By embarking on this path, Aloy chooses not a crown, not status, and not the golden cage of Meridian—she chooses an equal, a person capable of understanding her inner loneliness and sharing the unbearable weight of the world that she carried on her own shoulders for so long. The duty of the crown itself is merely a new incarnation of her familiar routine, as Aloy has been fused with the burden of total responsibility since childhood and simply does not know how to live otherwise. After the inevitable victory over Nemesis, she will hardly be able to suddenly become "free" and sit idle. For a person who can function exclusively in "mission / rescue / responsibility" mode, the idea of simply walking into the sunset and picking flowers is mental death. Without a clear, large-scale task in the post-Nemesis world, she would simply shatter from internal emptiness and an existential crisis.
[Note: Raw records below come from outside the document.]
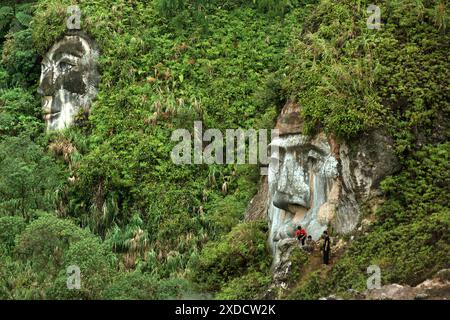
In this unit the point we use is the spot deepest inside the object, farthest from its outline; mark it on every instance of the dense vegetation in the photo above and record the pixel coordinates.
(104, 195)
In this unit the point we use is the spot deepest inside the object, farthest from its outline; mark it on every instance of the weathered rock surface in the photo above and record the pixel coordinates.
(317, 182)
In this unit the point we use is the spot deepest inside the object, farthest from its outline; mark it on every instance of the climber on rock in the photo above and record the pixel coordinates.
(326, 247)
(309, 245)
(301, 234)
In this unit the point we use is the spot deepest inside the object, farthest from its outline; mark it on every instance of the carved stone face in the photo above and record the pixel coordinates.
(303, 187)
(69, 80)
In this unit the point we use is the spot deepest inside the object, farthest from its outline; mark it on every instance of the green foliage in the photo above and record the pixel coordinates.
(10, 227)
(241, 251)
(45, 240)
(29, 177)
(167, 63)
(250, 286)
(19, 113)
(96, 263)
(19, 56)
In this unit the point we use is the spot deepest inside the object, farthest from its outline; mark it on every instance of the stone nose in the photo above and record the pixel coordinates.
(292, 187)
(46, 87)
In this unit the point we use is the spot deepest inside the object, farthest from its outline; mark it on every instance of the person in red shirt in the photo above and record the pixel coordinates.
(301, 234)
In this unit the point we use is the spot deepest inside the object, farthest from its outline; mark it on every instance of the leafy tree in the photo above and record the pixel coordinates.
(28, 177)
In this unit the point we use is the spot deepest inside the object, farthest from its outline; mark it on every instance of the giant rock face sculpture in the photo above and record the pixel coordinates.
(317, 183)
(303, 184)
(69, 80)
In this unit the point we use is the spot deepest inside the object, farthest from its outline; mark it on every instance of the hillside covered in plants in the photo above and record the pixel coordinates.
(105, 195)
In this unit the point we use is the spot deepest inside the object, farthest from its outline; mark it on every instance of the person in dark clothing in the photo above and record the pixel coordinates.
(309, 245)
(301, 235)
(326, 247)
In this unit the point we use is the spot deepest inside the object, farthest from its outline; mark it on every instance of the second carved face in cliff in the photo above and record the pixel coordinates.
(302, 179)
(69, 80)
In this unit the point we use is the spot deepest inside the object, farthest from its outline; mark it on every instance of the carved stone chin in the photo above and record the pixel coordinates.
(69, 80)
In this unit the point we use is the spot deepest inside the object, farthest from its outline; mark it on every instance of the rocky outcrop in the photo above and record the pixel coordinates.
(69, 79)
(436, 288)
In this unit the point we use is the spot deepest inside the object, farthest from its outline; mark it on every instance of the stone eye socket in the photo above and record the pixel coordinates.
(64, 66)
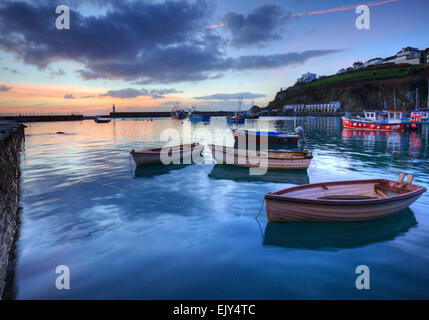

In this new reality, Avad’s marriage proposal looks to her not like a restriction, but like a clear, understandable plan and a new large-scale goal amidst the chaos and emptiness that will inevitably arrive when her global debt to the world is finally paid.
Moreover, by making this decision, Aloy chooses not so much the salvation of the world, but herself for the first time in her life, allowing herself to finally receive the sincere love and unconditional acceptance that Avad so noblely offered her. No matter how much she suppressed these feelings before for the sake of the higher goal, his devotion was truly priceless to her as an outcast raised in isolation, and deep down she desperately wanted to believe that she deserved the right to this personal, quiet happiness after the storm subsided.
And it seems to me that, in the end, family will one day become a much higher priority for her than the rest of the world and her endless responsibility toward it, because it is precisely in these relationships, next to a loving person, that the former outcast Aloy will finally find her most important, unshakeable support. Now, she consciously accepts this new crown and the heavy burden of power no longer for the sake of abstract humanity, but for the protection of that very close circle and the loved one who gave her a reason to live on. This path allows her to gradually shift the focus from global survival to creation within the circle of loved ones, where her personal happiness finally becomes a rightful goal.